Kirk Evans Blog

.NET From a Markup Perspective

Postel again? Writing Well-Formed XML with XmlWriter

Recently, I was forced to reconsider my stance on Postel’s law again.  I was provided an “XML“ feed that was not well-formed, and did not have the luxury of simply rejecting it due to the multiple well-formedness violations it contained.

Side note:  it is a pet peeve of mine when people make quote signs in the air.
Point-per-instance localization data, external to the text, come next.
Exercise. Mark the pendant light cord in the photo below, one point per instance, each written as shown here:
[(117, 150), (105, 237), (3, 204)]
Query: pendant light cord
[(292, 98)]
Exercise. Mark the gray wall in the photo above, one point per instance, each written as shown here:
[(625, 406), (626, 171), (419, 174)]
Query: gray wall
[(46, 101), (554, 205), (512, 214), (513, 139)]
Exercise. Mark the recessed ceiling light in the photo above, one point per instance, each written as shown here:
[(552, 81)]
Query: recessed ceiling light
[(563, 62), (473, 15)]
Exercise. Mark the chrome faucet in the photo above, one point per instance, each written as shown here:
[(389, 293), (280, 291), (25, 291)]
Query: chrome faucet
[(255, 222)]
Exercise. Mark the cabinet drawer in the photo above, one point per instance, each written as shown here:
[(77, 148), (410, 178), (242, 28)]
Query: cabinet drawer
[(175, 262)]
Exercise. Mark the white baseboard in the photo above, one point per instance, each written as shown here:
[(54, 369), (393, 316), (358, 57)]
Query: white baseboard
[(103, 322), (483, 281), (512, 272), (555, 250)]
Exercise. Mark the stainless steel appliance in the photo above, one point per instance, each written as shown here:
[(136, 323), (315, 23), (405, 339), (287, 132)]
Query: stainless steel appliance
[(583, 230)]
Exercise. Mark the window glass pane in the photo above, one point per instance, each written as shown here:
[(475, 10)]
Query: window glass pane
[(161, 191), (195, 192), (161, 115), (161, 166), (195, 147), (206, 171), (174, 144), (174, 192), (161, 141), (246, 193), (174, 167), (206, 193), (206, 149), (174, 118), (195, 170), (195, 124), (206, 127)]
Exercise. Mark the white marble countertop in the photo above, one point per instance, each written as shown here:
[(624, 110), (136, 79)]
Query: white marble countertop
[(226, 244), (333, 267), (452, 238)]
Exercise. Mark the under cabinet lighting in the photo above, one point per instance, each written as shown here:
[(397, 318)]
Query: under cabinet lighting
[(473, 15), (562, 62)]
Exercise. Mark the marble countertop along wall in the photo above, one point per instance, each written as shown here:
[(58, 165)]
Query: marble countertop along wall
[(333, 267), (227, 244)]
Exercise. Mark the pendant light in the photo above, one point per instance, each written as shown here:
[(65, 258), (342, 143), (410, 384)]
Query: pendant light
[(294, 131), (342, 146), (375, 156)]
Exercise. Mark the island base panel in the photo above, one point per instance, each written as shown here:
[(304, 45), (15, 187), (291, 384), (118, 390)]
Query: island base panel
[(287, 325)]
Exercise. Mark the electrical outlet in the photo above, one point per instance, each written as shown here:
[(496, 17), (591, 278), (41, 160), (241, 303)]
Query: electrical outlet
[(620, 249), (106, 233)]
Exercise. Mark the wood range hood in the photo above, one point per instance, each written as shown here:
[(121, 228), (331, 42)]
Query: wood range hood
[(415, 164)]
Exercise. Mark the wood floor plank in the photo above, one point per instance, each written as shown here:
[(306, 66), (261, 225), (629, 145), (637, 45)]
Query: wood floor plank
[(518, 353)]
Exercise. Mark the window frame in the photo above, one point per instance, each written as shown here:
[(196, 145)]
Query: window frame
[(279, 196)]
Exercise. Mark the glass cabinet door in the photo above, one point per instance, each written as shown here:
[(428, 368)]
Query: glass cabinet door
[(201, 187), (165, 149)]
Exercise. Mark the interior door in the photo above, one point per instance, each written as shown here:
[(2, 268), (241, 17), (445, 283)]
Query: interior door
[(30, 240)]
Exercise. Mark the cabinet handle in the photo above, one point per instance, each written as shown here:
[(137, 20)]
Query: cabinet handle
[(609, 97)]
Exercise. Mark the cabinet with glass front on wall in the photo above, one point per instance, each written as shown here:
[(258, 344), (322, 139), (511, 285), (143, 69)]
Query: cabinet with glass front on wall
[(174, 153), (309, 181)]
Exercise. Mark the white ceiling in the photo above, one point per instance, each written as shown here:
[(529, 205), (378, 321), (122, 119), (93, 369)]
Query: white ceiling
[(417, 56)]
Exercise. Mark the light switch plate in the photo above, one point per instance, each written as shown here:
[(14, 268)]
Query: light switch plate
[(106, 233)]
Specifically, the “XML” contained several characters that XML 1.0 explicitly forbids, like x008 and x016..  Instead of throwing an exception, as done in the Customized XML Writer Creation topic on MSDN, I was forced to process the “XML” and write portions of it to a new stream, ensuring that it is well-formed.  The solution?  A custom XmlWriter that overrides the calls to WriteString.  The overridden call to WriteString uses a regular expression to determine if the text contains any of the characters not in the Char production in XML 1.0.  If any character is encountered that is not within that production, it is escaped with a character entity.

using System;
using System.IO;
using System.Xml;
using System.Text;
using System.Text.RegularExpressions;

namespace XmlAdvice
{
 
/// <summary>
 /// An XmlTextWriter that strives to ensure the generated markup is well-formed.
 /// </summary>
 public class XmlWellFormedTextWriter : System.Xml.XmlTextWriter
 {    
  Regex _regex =
new Regex(@“[\x01-\x08\x0B-\x0C\x0E-\x1F\xD800-\xDFFF\xFFFE-\xFFFF]”);

  
/// <summary>
  /// Creates an instance of the XmlWellFormedTextWriter
  /// </summary>
  /// <param name=”stream”>The stream to write to.</param>
  /// <param name=”encoding”>The encoding for the stream (typically UTF8).</param>
  public XmlWellFormedTextWriter(Stream stream, Encoding encoding)  : base(stream,encoding)
  {  
  }

  
/// <summary>
  /// Replaces any occurrence of characters not within the production
  /// #x9 | #xA | #xD | [#x20-#xD7FF] | [#xE000-#xFFFD] | [#x10000-#x10FFFF]
  /// with a character entity.
  /// </summary>
  /// <param name=”text”>The text to write to the output.</param>
  public override void WriteString(string text)
  {
   Match m = _regex.Match(text);

   
int charCount = text.Length – 1;
   
int idx = 0;

   
if(m.Success)
   {
    
while(m.Success)
    {
     
base.WriteString(text.Substring(idx,m.Index – idx));
     WriteCharEntity(text[m.Index]);
     idx = m.Index + 1;
     m = m.NextMatch();
    }
    
if(idx < charCount)
    {
     
base.WriteString(text.Substring(idx, charCount – idx));
    }
   }
   
else
   {
    
base.WriteString(text);
   }
  }
 }
}

Update:  Dare Obasanjo corrected me.  In fact, this example does not assist in creating a well-formed XML document, instead it postpones the problem until the XML document is parsed again.